En segundo lugar, y es esta mi observación más de fondo, no comparto la idea de que haya sido la visión estatista del gobierno de CAP el factor determinante de la “Estatización” de la actividad petrolera. Por el contrario. El gobierno de CAP no lideró la corriente dominante en favor de la “estatización” sino que moderó de manera presiones políticas incluso del mainstream que abogaba por interpretaciones más decididas y radicales. Es en efecto el gobierno el que antes de entregar al Congreso la propuesta de Ley redactada por la Comisión Presidencial de Reversión (nombrada seis meses antes y conformada por representantes de distintos grupos, partidos y sectores sociales) introduce la controversial modificación en el Artículo 5 que abre las puertas a las convenios de asociación con entes privados. La redacción original de la propuesta expresaba claramente en su Exposición de Motivos que “…las actividades reservadas sólo podrán ser ejercidas por el Ejecutivo Nacional , forma tradicional mantenida en nuestras leyes de hidrocarburos, y por entes de la propiedad exclusiva del Estado, creados mediante ley especial.” Y enfatizaba dicha exclusividad al afirmar que “está totalmente descartada la idea de crear empresas mixtas o de participación, para la realización de las actividades reservadas”. Tal y como apunta Luis Lander (en la introducción a la edición especial de abril de 2006 de la Revista Venezolana de Economía y Ciencias Sociales con ocasión de los 30 años de la Nacionalización), la ya mencionada modificación por parte del gobierno de CAP “rompió el amplio consenso que el proyecto original había alcanzado” y ocasionó que la Ley fuese aprobada con el apoyo de los votos de Acción Democrática y de la Cruzada Cívica Nacionalista y el rechazo de todas las otras bancadas parlamentarias. En su famosa intervención al iniciarse la discusión de la Ley de Nacionalización Petrolera, el ex Presidente Rafael Caldera en su condición de Senador Vitalicio atacó duramente la modificación del Artículo 5 y concluye advirtiendo que “… el apoyo que se necesita es un apoyo entusiasta, decidido, caluroso, y enajenarse la voluntad y el respaldo de los sectores que más fervorosamente están con la nacionalización, a cambio de un tímido apoyo de quienes admiten la posición cautelosa del gobierno ante un peligro que se va a correr, no sé hasta qué punto puede resultar ventajoso” (para mayores detalles, ver su libro “La Nacionalización del Petróleo”).

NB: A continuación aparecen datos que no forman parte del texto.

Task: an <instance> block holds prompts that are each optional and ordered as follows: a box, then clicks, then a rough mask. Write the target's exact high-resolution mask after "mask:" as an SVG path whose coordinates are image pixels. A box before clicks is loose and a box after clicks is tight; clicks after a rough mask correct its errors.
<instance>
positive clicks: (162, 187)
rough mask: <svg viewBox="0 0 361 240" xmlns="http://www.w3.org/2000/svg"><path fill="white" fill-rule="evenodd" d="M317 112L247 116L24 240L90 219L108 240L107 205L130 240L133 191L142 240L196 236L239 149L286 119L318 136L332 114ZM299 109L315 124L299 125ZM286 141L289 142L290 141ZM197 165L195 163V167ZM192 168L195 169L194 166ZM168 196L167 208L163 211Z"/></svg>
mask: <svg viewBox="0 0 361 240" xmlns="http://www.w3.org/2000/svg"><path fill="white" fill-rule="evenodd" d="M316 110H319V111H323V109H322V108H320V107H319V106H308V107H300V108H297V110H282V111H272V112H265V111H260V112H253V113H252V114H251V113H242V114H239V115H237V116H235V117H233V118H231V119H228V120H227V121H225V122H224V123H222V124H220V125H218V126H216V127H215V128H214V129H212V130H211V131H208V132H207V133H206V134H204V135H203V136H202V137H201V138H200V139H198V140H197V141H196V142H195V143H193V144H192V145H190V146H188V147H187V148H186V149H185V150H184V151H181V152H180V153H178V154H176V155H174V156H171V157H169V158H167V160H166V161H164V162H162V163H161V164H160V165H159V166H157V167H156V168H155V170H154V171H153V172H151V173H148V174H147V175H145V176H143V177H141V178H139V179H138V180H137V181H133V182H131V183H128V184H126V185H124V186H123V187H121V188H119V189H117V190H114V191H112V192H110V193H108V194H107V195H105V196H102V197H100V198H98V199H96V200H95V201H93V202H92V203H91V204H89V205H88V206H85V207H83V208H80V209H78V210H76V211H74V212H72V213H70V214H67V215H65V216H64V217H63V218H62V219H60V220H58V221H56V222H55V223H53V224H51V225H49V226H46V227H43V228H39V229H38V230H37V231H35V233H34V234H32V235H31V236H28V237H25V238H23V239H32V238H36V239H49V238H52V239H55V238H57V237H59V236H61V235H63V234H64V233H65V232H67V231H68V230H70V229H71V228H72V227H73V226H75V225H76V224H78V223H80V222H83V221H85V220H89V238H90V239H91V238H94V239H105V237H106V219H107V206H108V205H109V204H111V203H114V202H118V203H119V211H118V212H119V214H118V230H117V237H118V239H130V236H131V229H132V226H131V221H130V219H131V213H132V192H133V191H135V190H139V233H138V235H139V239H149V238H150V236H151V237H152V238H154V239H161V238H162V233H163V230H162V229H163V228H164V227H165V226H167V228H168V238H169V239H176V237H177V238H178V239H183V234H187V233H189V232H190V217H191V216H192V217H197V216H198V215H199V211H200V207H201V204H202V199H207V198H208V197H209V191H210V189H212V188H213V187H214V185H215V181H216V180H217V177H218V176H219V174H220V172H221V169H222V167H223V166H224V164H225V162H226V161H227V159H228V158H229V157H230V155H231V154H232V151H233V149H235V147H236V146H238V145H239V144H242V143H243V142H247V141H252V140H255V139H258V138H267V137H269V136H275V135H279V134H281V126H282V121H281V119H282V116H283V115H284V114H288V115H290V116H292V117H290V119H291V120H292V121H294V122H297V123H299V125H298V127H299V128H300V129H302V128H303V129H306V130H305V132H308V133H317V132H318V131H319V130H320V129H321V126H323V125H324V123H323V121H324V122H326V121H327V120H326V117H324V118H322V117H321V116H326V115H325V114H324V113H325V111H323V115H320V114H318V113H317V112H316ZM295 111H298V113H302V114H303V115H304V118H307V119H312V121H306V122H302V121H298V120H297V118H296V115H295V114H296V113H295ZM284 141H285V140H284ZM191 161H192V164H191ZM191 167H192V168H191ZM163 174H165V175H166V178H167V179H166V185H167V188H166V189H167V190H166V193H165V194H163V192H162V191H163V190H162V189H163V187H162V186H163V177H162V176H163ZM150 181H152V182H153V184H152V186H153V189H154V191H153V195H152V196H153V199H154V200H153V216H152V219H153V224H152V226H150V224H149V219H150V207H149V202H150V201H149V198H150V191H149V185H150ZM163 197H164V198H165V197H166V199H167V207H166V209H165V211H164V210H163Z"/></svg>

Al día siguiente de la aprobación de la Ley de Nacionalización se crea por decreto Petróleos de Venezuela S.A. como holding de empresas filiales en un esquema a todas luces conservador, que privilegiaba la continuidad operativa y la preservación de la cultura organizacional del profesionalismo de cada una de las empresas, así como minimizar la injerencia del Ejecutivo y del resto de los poderes en el manejo de la industria.

Disculpa lo largo de este comentario y de nuevo felicitaciones por el artículo y por crear un espacio para discutir públicamente este y otros temas de política pública.